Published March 4, 2021
FBI Director Christopher Wray testifies before the Senate Judiciary Committee on Capitol Hill in Washington on Tuesday. — AP
FBI Director Christopher Wray testifies before the Senate Judiciary Committee on Capitol Hill in Washington on Tuesday. — AP

WASHINGTON: FBI Director Christopher Wray bluntly labeled the January riot at the US Capitol as domestic terrorism on Tuesday and warned of a rapidly growing threat of homegrown violent extremism that law enforcement is scrambling to confront through thousands of investigations.

Wray also defended to lawmakers his own agency’s handling of an intelligence report that warned of the prospect for violence on Jan 6. And he firmly rejected false claims advanced by some Republicans that anti-Trump groups had organised the deadly riot that began when a violent mob stormed the building as Congress was gathering to certify results of the presidential election.
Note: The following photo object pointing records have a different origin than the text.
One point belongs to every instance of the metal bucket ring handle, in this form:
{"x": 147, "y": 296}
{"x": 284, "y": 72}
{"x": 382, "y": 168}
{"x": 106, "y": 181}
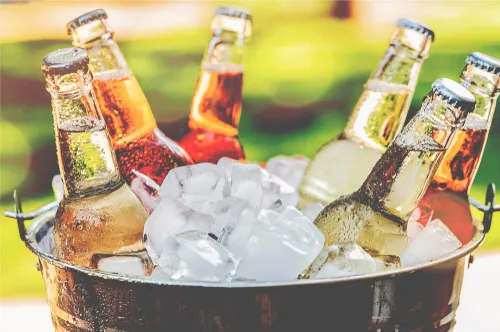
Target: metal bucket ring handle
{"x": 488, "y": 209}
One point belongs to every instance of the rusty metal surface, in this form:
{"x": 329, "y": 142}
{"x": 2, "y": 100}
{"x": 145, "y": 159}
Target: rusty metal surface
{"x": 421, "y": 298}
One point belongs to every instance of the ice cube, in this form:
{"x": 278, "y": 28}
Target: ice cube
{"x": 196, "y": 256}
{"x": 169, "y": 218}
{"x": 196, "y": 185}
{"x": 433, "y": 241}
{"x": 58, "y": 187}
{"x": 290, "y": 169}
{"x": 228, "y": 212}
{"x": 133, "y": 264}
{"x": 274, "y": 247}
{"x": 275, "y": 188}
{"x": 159, "y": 274}
{"x": 246, "y": 183}
{"x": 387, "y": 265}
{"x": 341, "y": 260}
{"x": 227, "y": 164}
{"x": 278, "y": 206}
{"x": 312, "y": 210}
{"x": 146, "y": 189}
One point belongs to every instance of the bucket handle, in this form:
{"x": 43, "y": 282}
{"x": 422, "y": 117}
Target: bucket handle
{"x": 22, "y": 217}
{"x": 488, "y": 209}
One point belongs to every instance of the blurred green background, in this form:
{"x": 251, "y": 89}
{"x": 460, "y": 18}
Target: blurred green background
{"x": 304, "y": 70}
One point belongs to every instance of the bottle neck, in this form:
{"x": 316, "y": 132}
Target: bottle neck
{"x": 217, "y": 99}
{"x": 404, "y": 172}
{"x": 86, "y": 159}
{"x": 380, "y": 112}
{"x": 121, "y": 100}
{"x": 485, "y": 87}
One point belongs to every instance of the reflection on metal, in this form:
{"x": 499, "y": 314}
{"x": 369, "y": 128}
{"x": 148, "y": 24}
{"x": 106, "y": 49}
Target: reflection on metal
{"x": 488, "y": 208}
{"x": 420, "y": 298}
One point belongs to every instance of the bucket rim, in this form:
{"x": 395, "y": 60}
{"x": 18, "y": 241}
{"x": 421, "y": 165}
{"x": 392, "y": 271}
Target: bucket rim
{"x": 46, "y": 217}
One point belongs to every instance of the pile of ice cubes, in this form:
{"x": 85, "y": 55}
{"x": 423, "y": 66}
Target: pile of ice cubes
{"x": 237, "y": 221}
{"x": 232, "y": 221}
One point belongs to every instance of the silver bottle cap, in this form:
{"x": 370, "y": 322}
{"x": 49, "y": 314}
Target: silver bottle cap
{"x": 237, "y": 12}
{"x": 86, "y": 18}
{"x": 484, "y": 62}
{"x": 417, "y": 26}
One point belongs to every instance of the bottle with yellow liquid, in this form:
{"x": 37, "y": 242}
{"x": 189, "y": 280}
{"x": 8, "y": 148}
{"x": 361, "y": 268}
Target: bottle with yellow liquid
{"x": 447, "y": 197}
{"x": 99, "y": 213}
{"x": 375, "y": 216}
{"x": 138, "y": 143}
{"x": 340, "y": 166}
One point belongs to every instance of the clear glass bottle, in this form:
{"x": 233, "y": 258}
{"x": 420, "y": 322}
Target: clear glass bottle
{"x": 447, "y": 197}
{"x": 340, "y": 166}
{"x": 99, "y": 213}
{"x": 216, "y": 106}
{"x": 138, "y": 143}
{"x": 375, "y": 216}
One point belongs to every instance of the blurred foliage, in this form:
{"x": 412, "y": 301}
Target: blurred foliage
{"x": 302, "y": 78}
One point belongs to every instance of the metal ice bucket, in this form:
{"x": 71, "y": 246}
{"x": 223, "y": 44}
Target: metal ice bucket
{"x": 420, "y": 298}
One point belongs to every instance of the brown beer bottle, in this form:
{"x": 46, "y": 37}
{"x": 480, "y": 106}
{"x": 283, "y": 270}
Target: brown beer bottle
{"x": 447, "y": 197}
{"x": 138, "y": 143}
{"x": 375, "y": 216}
{"x": 339, "y": 167}
{"x": 216, "y": 106}
{"x": 99, "y": 213}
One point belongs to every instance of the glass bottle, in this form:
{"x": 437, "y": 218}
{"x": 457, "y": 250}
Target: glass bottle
{"x": 340, "y": 166}
{"x": 99, "y": 213}
{"x": 447, "y": 197}
{"x": 375, "y": 216}
{"x": 216, "y": 106}
{"x": 138, "y": 143}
Wray’s testimony before the Senate Judiciary Committee, his first before Congress since the insurrection, was one in a series of hearings centered on the law enforcement response to the Capitol insurrection. Lawmakers pressed him not only about possible intelligence and communication failures ahead of the riot but also about the threat of violence from white supremacists, militias and other extremists that the FBI says it is prioritising with the same urgency as the menace of international terrorism organisations.

"Jan 6 was not an isolated event. The problem of domestic terrorism has been metastasising across the country for a long time now and its not going away anytime soon," Wray told lawmakers. "At the FBI, we’ve been sounding the alarm on it for a number of years now."
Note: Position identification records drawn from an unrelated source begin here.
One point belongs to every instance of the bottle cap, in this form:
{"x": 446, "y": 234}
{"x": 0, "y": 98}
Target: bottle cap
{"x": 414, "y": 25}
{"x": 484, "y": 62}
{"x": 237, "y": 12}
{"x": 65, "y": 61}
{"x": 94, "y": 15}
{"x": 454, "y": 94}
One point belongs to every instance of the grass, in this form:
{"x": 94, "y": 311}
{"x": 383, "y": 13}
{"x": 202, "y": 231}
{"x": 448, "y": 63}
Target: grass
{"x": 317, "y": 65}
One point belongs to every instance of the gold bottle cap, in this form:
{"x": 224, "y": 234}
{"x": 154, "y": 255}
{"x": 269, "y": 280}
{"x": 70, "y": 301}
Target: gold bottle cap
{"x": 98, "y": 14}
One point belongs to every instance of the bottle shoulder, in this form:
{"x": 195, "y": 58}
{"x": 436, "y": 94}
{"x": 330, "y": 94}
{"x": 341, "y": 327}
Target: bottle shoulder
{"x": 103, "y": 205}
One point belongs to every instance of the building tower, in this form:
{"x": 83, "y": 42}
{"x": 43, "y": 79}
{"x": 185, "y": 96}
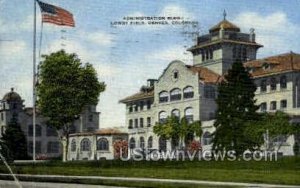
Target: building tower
{"x": 224, "y": 45}
{"x": 11, "y": 106}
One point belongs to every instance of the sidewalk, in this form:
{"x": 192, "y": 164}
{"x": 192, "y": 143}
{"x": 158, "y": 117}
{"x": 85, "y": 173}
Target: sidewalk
{"x": 197, "y": 182}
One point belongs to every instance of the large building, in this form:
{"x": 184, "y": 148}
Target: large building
{"x": 191, "y": 90}
{"x": 47, "y": 142}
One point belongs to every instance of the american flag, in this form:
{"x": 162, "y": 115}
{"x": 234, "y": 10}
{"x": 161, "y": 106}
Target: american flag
{"x": 56, "y": 15}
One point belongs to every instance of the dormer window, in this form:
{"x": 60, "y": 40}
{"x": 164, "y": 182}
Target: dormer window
{"x": 266, "y": 66}
{"x": 175, "y": 75}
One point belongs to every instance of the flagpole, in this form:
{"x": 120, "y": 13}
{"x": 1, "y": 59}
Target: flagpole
{"x": 34, "y": 83}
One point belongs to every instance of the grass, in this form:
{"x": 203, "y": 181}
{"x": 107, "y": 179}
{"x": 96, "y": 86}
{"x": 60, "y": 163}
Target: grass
{"x": 283, "y": 171}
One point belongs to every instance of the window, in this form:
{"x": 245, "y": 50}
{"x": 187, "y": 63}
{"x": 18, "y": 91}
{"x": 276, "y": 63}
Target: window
{"x": 102, "y": 144}
{"x": 148, "y": 105}
{"x": 150, "y": 142}
{"x": 149, "y": 121}
{"x": 37, "y": 147}
{"x": 188, "y": 92}
{"x": 175, "y": 95}
{"x": 132, "y": 143}
{"x": 85, "y": 145}
{"x": 273, "y": 105}
{"x": 210, "y": 54}
{"x": 266, "y": 66}
{"x": 38, "y": 130}
{"x": 207, "y": 138}
{"x": 263, "y": 86}
{"x": 162, "y": 143}
{"x": 53, "y": 147}
{"x": 163, "y": 97}
{"x": 130, "y": 124}
{"x": 142, "y": 105}
{"x": 73, "y": 129}
{"x": 162, "y": 116}
{"x": 14, "y": 106}
{"x": 141, "y": 122}
{"x": 91, "y": 118}
{"x": 283, "y": 104}
{"x": 263, "y": 107}
{"x": 273, "y": 84}
{"x": 175, "y": 75}
{"x": 188, "y": 113}
{"x": 176, "y": 113}
{"x": 142, "y": 142}
{"x": 51, "y": 131}
{"x": 73, "y": 145}
{"x": 283, "y": 82}
{"x": 209, "y": 92}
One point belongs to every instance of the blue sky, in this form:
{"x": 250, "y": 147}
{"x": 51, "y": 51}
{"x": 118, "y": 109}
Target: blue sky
{"x": 125, "y": 57}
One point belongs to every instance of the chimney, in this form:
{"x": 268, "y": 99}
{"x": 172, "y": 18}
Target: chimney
{"x": 151, "y": 82}
{"x": 252, "y": 35}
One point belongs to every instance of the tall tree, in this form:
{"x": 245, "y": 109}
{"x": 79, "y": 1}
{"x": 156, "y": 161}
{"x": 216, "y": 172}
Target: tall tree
{"x": 15, "y": 141}
{"x": 66, "y": 87}
{"x": 236, "y": 105}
The violence at the Capitol made clear that a law enforcement agency that remade itself after the Sept 11, 2001, attacks to deal with international terrorism is now labouring to address homegrown violence by white Americans. President Joe Biden’s administration has tasked his national intelligence director to work with the FBI and Department of Homeland Security to assess the threat. And in applying the domestic terrorism label to conduct inside the Capitol, Wray sought to make clear to senators that he was clear-eyed about the scope and urgency of the problem.

In quantifying the scale of the FBI’s work, Wray said the number of domestic terrorism investigations has increased from around 1,000 when he became director in 2017 to roughly 1,400 at the end of last year to about 2,000 now. The number of arrests of white supremacists and other racially motivated extremists has almost tripled, he said.

Many of the senators’ questions on Tuesday centered on the FBI’s handling of a Jan 5 report from its Norfolk, Virginia, field office that warned of online posts foreshadowing a war in Washington the following day. Capitol Police leaders have said they were unaware of the report at the time, and the former chief of the department has said he received no intelligence from the FBI that would have led him to anticipate the sort of violence that besieged them on the 6th. Five people died that day, including a Capitol Police officer and a woman who was shot as she tried to climb through a smashed window into the House chamber with lawmakers still inside.

Wray said the report was disseminated through the FBI's joint terrorism task force, discussed at a command post in Washington and posted on an internet portal available to other law enforcement agencies.